Tuesday, December 8, 2009

Tis the Season

Emotional. That is what happens to me at this time of year; I become even more emotional than I naturally am. (poor james) However, at least it is usually over GOOD things. Just in the last week I have had a few things bring tears to my eyes.

I listened to O Holy Night. The words struck me and as I scrubbed the dishes I cried and made a sucky attempt at singing a long, "...till he appeared and the soul felt it's worth......a thrill of hope, the weary world rejoices, for yonder breaks, the new and glorious morn. fall on your knees..."

I was waiting at a red light, and the traffic with the green light was suddenly stopped by a car that had died. in most times that I have seen this happen it takes a few minutes of pissed off people to finally help someone out. the driver got out, and tried to push and stear at the same time, however, it wasn't 10 seconds before 4 guys, from different vehicles, jumped out and pushed this car across the street and down a block to the gas station.

I cried.

At work I see a lot of people do strange things in the mall. People think the mall is a great place to show their weird side (mostly teens) but there was one girl, not dressed in scrubs or anything, but she was escourting a very old handicap man as well as a handicap man about in his 30's. As they stood next to my kiosk I heard them talking and she so kindly talked to them about where did they want to go next? who did they want to get presents for? what did they want for christmas? She was taking them christmas shopping. Whether it was her job or not, it was a sweet thing to witness. Since I was at work, I didn't let any tears fall, but my eyes definitely got watery.

A family of four, about the age of my own family of four...walked together in the mall, each parent holding a kid, and all of them were laughing, even the baby.
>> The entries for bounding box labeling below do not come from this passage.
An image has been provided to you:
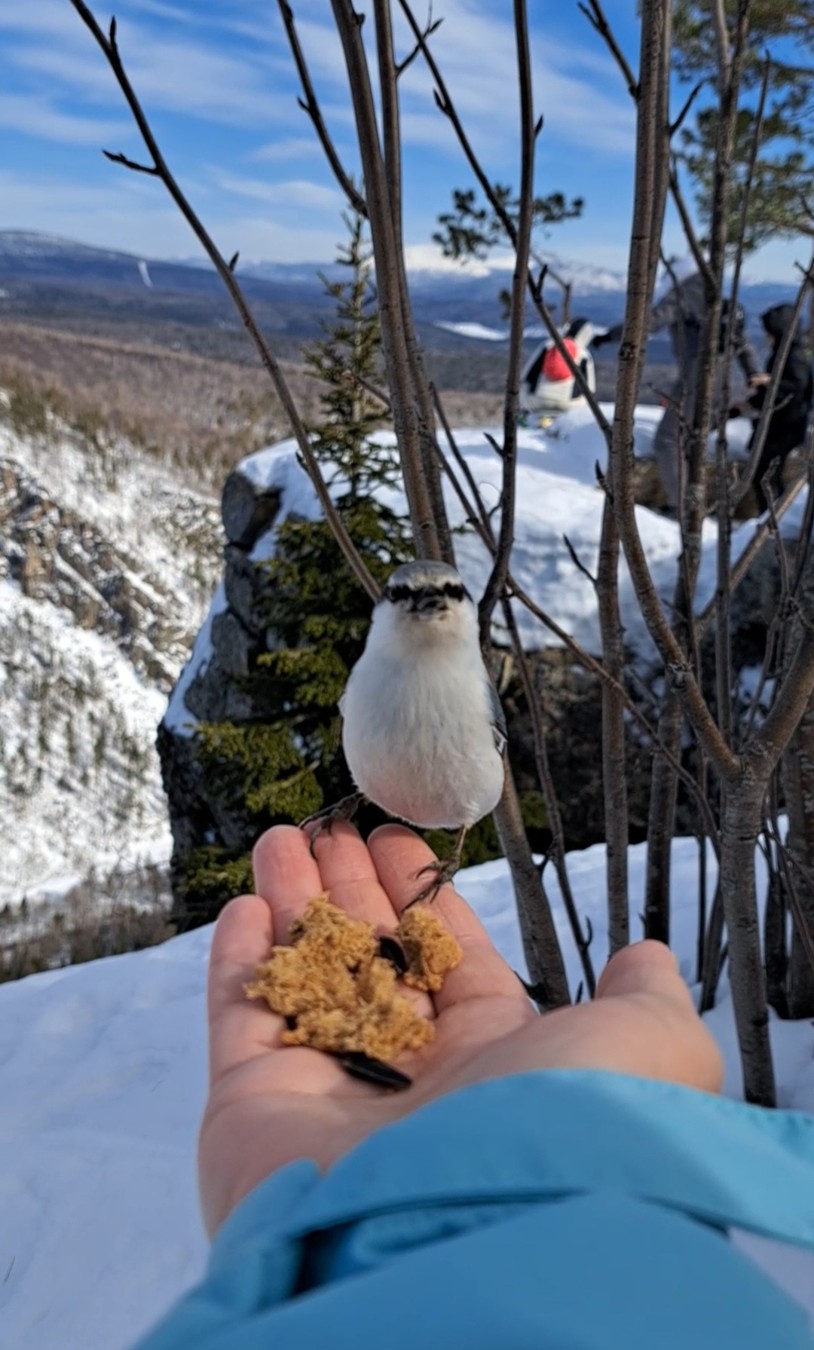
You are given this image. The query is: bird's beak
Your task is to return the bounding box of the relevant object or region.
[413,589,448,618]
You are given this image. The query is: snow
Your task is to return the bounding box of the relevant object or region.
[170,404,766,726]
[0,838,814,1350]
[0,415,220,907]
[0,406,814,1350]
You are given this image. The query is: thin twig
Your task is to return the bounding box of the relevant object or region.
[277,0,367,217]
[70,0,379,599]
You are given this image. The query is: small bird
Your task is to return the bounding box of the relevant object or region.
[339,560,506,903]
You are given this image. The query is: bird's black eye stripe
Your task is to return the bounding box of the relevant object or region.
[385,582,471,605]
[385,586,413,605]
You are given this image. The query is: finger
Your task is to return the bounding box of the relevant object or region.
[597,938,693,1004]
[251,825,325,942]
[307,821,398,932]
[208,895,282,1083]
[367,825,528,1011]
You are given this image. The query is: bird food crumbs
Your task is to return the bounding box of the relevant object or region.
[246,895,462,1061]
[396,906,463,994]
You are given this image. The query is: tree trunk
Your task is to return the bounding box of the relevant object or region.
[782,699,814,1018]
[494,764,571,1008]
[644,689,684,944]
[721,788,775,1106]
[597,491,630,956]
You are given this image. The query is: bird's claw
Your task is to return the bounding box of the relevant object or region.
[404,855,460,911]
[300,792,364,855]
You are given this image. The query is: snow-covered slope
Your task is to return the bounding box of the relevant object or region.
[0,405,220,906]
[0,840,814,1350]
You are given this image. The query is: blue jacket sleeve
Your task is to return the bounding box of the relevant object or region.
[140,1071,814,1350]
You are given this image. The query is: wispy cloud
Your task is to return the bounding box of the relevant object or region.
[0,93,128,146]
[215,170,343,213]
[250,134,323,163]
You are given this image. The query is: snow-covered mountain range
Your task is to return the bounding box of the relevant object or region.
[0,230,792,348]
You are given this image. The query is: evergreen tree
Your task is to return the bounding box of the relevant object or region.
[674,0,814,251]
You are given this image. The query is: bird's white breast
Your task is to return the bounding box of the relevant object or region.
[342,625,504,829]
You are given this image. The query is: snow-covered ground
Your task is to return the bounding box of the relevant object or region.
[0,408,814,1350]
[0,840,814,1350]
[0,418,220,907]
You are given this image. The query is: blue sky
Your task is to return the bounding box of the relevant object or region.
[0,0,807,282]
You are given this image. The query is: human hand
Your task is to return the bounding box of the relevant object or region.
[198,824,722,1233]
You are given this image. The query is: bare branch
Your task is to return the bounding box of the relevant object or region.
[579,0,639,100]
[101,150,159,178]
[278,0,367,217]
[70,0,379,599]
[670,80,706,138]
[563,535,597,590]
[478,0,535,643]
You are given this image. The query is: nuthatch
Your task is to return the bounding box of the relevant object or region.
[339,560,506,903]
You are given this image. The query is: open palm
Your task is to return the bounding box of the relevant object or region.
[198,824,721,1231]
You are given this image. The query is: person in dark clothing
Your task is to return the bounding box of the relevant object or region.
[594,258,757,516]
[749,305,814,512]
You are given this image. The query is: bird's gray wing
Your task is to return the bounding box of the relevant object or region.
[489,680,509,759]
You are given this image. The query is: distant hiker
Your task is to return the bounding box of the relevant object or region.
[594,258,757,514]
[749,305,814,512]
[520,319,597,425]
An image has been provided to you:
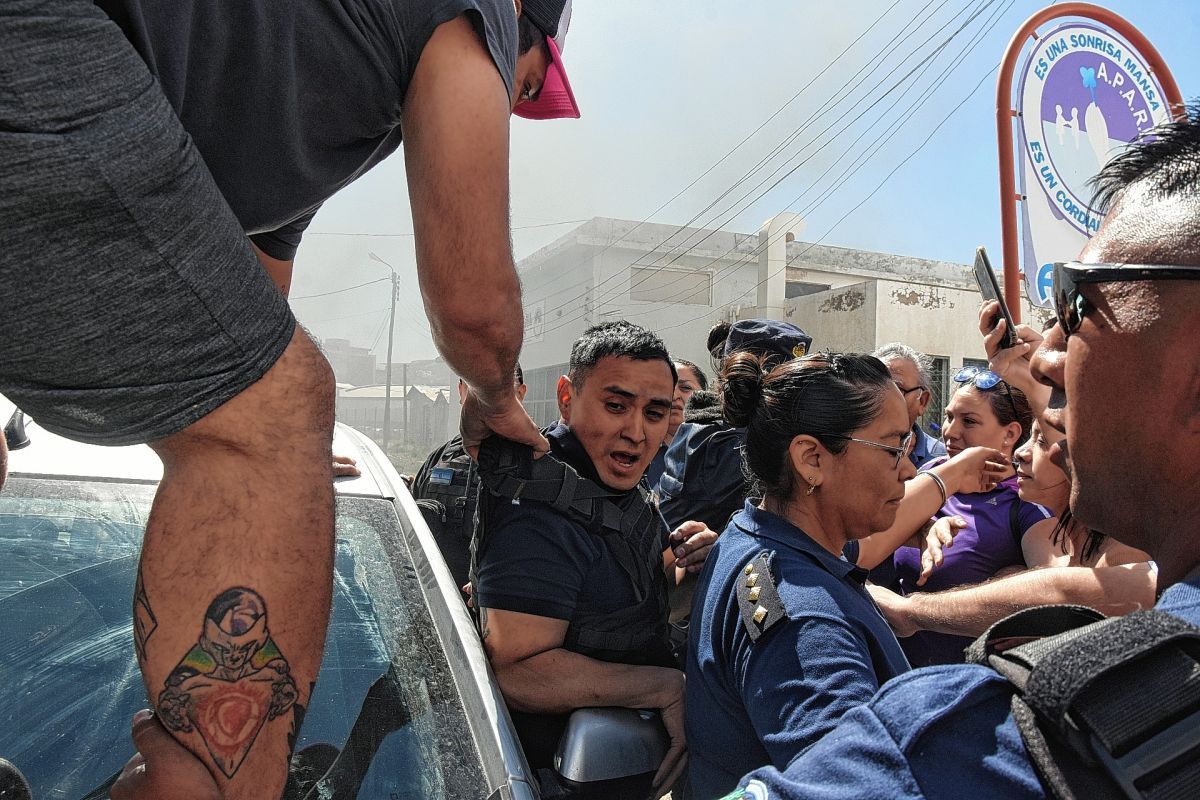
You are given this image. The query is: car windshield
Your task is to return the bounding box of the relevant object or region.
[0,476,487,800]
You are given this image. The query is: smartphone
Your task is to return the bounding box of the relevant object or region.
[976,247,1016,348]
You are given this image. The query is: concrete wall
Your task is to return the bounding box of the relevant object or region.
[777,275,1048,367]
[518,218,1044,393]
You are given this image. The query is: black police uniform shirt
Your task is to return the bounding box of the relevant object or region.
[474,425,670,666]
[474,425,676,769]
[97,0,517,260]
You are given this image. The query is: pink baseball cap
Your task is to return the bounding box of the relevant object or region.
[512,0,580,120]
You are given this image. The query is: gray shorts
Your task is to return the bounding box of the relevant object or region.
[0,0,295,445]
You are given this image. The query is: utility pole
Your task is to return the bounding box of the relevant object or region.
[367,253,398,459]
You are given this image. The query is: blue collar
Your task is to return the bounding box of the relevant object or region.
[1154,577,1200,625]
[733,500,866,584]
[546,422,608,488]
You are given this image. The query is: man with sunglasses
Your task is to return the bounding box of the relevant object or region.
[871,342,946,469]
[710,109,1200,800]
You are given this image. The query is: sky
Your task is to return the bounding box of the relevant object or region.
[292,0,1200,363]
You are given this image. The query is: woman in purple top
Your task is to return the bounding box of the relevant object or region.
[893,368,1051,667]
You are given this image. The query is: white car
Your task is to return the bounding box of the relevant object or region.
[0,405,538,800]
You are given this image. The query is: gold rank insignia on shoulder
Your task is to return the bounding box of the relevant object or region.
[733,551,787,642]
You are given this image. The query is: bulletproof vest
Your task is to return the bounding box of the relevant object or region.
[472,437,668,666]
[966,606,1200,800]
[658,422,750,531]
[413,439,479,587]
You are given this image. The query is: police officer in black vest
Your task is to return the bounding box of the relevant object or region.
[413,363,527,587]
[473,321,715,796]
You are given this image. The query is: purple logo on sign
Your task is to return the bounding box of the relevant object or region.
[1021,23,1166,235]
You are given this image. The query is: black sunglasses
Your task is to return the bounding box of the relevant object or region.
[1054,261,1200,336]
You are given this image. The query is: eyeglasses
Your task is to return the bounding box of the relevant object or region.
[1054,261,1200,337]
[954,367,1021,420]
[821,431,916,469]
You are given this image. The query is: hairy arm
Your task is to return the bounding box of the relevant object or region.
[250,242,294,297]
[870,563,1156,636]
[480,608,686,787]
[858,447,1008,570]
[403,17,548,452]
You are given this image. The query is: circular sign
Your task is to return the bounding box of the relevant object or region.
[1020,23,1170,236]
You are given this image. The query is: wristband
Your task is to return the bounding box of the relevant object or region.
[917,470,947,505]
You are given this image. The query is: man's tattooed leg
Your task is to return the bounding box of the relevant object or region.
[133,565,158,663]
[157,587,299,778]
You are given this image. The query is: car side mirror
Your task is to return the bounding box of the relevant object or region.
[554,708,671,798]
[4,408,29,450]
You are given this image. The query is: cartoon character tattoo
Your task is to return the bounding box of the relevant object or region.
[157,587,298,778]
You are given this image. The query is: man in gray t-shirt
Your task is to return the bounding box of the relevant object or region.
[0,0,577,798]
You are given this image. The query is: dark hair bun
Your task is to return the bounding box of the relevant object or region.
[721,353,766,428]
[704,320,732,359]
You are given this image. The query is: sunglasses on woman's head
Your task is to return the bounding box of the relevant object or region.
[1054,261,1200,337]
[954,367,1021,420]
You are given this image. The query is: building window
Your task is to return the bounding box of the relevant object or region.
[524,363,570,427]
[784,281,830,300]
[629,266,713,306]
[919,355,950,439]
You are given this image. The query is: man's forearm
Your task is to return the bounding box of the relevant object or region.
[904,564,1154,636]
[425,272,524,397]
[493,648,683,714]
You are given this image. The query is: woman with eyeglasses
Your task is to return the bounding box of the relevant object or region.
[686,354,916,798]
[889,367,1051,667]
[869,309,1157,642]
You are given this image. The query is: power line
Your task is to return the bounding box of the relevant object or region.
[659,51,1012,331]
[547,0,996,332]
[305,304,391,325]
[540,0,979,329]
[516,0,916,303]
[576,0,962,302]
[288,278,391,300]
[633,0,1015,316]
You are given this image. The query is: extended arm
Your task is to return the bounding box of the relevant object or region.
[870,563,1156,636]
[858,447,1008,570]
[479,608,686,787]
[403,17,550,452]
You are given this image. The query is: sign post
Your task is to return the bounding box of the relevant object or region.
[996,2,1183,321]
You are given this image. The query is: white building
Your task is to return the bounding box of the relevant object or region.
[517,213,1046,423]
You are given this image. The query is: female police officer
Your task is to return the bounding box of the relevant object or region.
[686,354,914,796]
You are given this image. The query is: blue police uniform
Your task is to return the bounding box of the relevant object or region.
[908,425,946,469]
[686,503,908,798]
[728,578,1200,800]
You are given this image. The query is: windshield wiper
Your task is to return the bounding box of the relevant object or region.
[78,664,425,800]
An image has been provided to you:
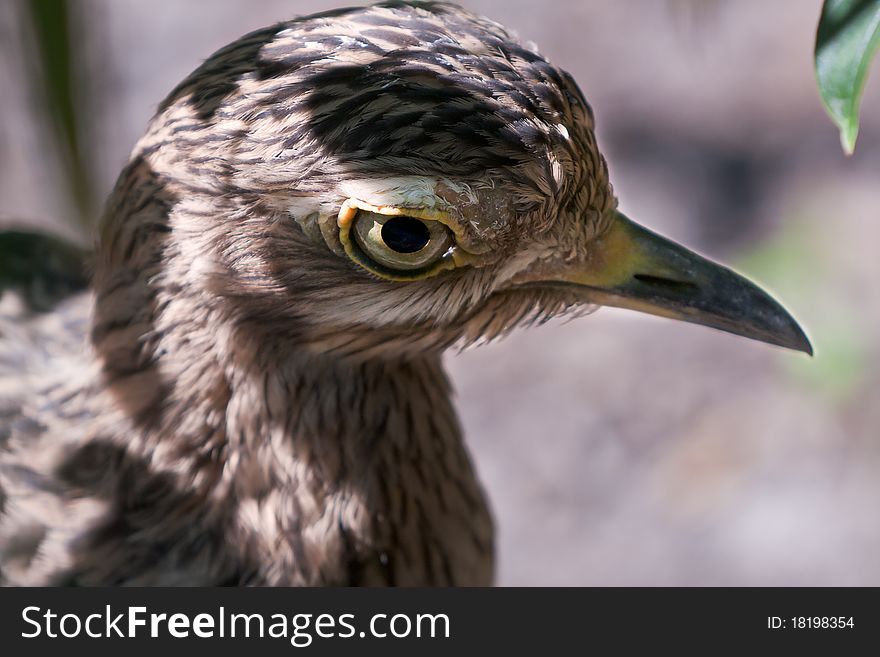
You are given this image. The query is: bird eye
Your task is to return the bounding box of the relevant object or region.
[351,210,452,272]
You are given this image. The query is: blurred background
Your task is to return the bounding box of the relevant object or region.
[0,0,880,586]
It's just that time of year. People are happy. People are closer than they were 2 months ago. People are quicker to serve to help out their fellowmen. I've seen such things happen in my own family, but it's wonderful to see it all around me with people I don't know or have never met, and yet, their simple actions and state of being are an example to me. I love this time of year (minus the snow.)

"The weary world Rejoices."

Thursday, December 3, 2009

I don't know how to spell it...

Surragate. that's the word I can't spell...or maybe I can. I don't actually know. Anyway my friend posted on her blog about her awesome cousins who are trying to adopt. I, too, have some cousin's who are trying to adopt, and so this subject has been on my mind for a very long time. They've been trying to adopt for like 8 years or something like that, and still, nada.

Well James and I get preggers pretty darn easy and so I tend to make a joke (and I never remember how terrible it sounds until I've say out loud) that if he gets me pregnant too soon, they can just have our kid. But that joke started me thinking in a slightly serious way. What does it mean to be a surragate mother? what I think it means is that they take the sperm and egg of the people who can't have a baby for whatever reason, and put it in another lady who carries the baby for them. then like, the second that baby is delivered that lady's part of the deal is done.

is this how it works? and people pay like a lot for this, right?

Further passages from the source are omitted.